Atualmente, pelo menos 85 países usam alguma medida para reduzir o consumo de refrigerantes, bebidas lácteas com sabor, energéticos, sucos de fruta industrializados. Países como o Chile e o México já haviam adotado a taxação e alcançado um número significativo de diminuição, visando reduzir ainda a frequência de casos de diabetes tipo 2, infartos e aumentar recursos para investir no setor de saúde. Já no Reino Unido, o sugar tax induziu a redução com a reformulação da receita por parte da indústria, representando 83% das reduções associadas ao SDIL (Taxa da Indústria de Refrigerantes) na ingestão calórica semanal da bebida.
Em fevereiro desse ano, a OMS lançou o primeiro manual global com informações e orientações aos governos sobre como implementar a cobrança de impostos sobre esse tipo de bebida. No Brasil, existe um projeto de lei em tramitação no Senado, de autoria do senador Rogério Carvalho (PT/SE), que estabelece a alíquota de 20% sobre refrigerantes e bebidas açucaradas. Aprovada na Comissão de Assuntos Sociais em maio do ano passado, a matéria está com a relatoria desde o mês de março.
Na Bahia existe uma lei que proíbe propaganda de alimentos e bebidas pobres em nutrientes e com alto teor de açúcar, gorduras saturadas ou sódio em estabelecimentos de educação básica. O caso, inclusive, foi parar em 2021 no Plenário do Supremo Tribunal Federal (STF) depois que a Associação Brasileira de Emissoras de Rádio e Televisão (Abert) ajuizou uma ação contra a Lei estadual 13.582/2016. No entanto, o STF julgou por unanimidade a lei como constitucional mantendo proibição de propagandas de alimentos e bebidas dirigidas a crianças nas escolas.
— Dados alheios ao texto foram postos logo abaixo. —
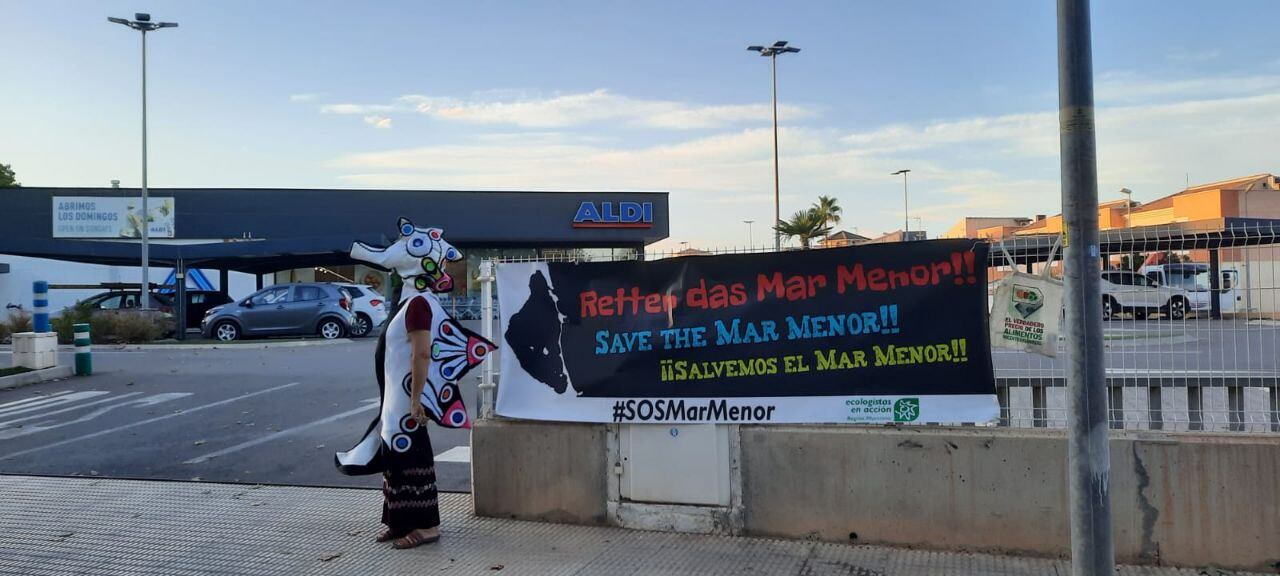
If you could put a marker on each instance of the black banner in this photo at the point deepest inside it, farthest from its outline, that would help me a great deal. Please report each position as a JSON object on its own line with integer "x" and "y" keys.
{"x": 895, "y": 319}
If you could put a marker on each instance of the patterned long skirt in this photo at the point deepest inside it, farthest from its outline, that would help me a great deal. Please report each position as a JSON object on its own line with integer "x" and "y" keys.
{"x": 408, "y": 487}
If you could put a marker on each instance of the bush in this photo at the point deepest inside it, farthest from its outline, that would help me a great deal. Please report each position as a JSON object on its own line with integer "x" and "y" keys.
{"x": 128, "y": 327}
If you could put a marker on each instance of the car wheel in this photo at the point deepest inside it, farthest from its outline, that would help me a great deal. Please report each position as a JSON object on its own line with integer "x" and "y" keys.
{"x": 362, "y": 327}
{"x": 330, "y": 329}
{"x": 227, "y": 330}
{"x": 1110, "y": 309}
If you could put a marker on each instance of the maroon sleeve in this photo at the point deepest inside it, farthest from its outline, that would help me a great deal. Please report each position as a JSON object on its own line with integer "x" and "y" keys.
{"x": 417, "y": 316}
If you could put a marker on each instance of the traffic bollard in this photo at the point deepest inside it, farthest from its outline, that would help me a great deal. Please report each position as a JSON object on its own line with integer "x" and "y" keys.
{"x": 40, "y": 307}
{"x": 83, "y": 351}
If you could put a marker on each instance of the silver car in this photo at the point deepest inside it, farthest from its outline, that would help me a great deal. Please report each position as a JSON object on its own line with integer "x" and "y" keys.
{"x": 282, "y": 310}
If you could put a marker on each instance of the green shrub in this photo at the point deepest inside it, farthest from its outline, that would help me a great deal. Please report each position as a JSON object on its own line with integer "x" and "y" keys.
{"x": 128, "y": 327}
{"x": 65, "y": 323}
Presidente do Departamento de Medicina do Adolescente da Sociedade Brasileira de Pediatria (SBP), Alda Elizabeth B. Iglesias Azevedo, destaca que esse é um dos grandes desafios da Saúde Pública no Brasil. “Mesmo em países cujas ações já foram efetivadas, ainda existe o problema de substituição por bebidas consideradas mais saudáveis. Os sucos industrializados também apresentam quantidade elevada de açúcar em sua composição, enquanto as bebidas dietéticas contêm muito sódio. Ainda há um longo trabalho de conscientização a ser realizado acerca da temática”, analisa.
CINCO DICAS QUE PODEM AJUDAR A REDUZIR O CONSUMO
1. É importante manter sempre a atenção aos rótulos de bebidas quanto a presença e a quantidade de açúcar não só para refrigerantes, mas também para os sucos artificiais.
2. Em casa, busque alternativas que possam inibir esse consumo exagerado: dispor essas bebidas em menor quantidade, ou até mesmo evitá-las. Limitar o consumo de refrigerantes por adolescentes pode reduzir o ganho de peso e prevenir as doenças relacionadas.
3. Conscientizar os filhos a desenvolver hábitos saudáveis passa também pelo exemplo dos pais. Por isso, é importante que o adulto também reveja o seu consumo de refrigerante e bebidas açucaradas
4. A escolha por alimentos e bebidas naturais, frescos, saudáveis, sem açúcar de adição e minimamente processados é, no geral, uma melhor opção.
5. Mudar um hábito é difícil, porém, não é impossível. Os especialistas não falam de um limite de segurança para consumo de um produto isolado, mas sim na mudança de um estilo de vida. A promoção da saúde e a diminuição de riscos cardiovasculares envolvem múltiplos fatores entre eles a adoção de uma alimentação balanceada, a prática de atividades física, o cuidado com saúde mental e horas adequadas de sono.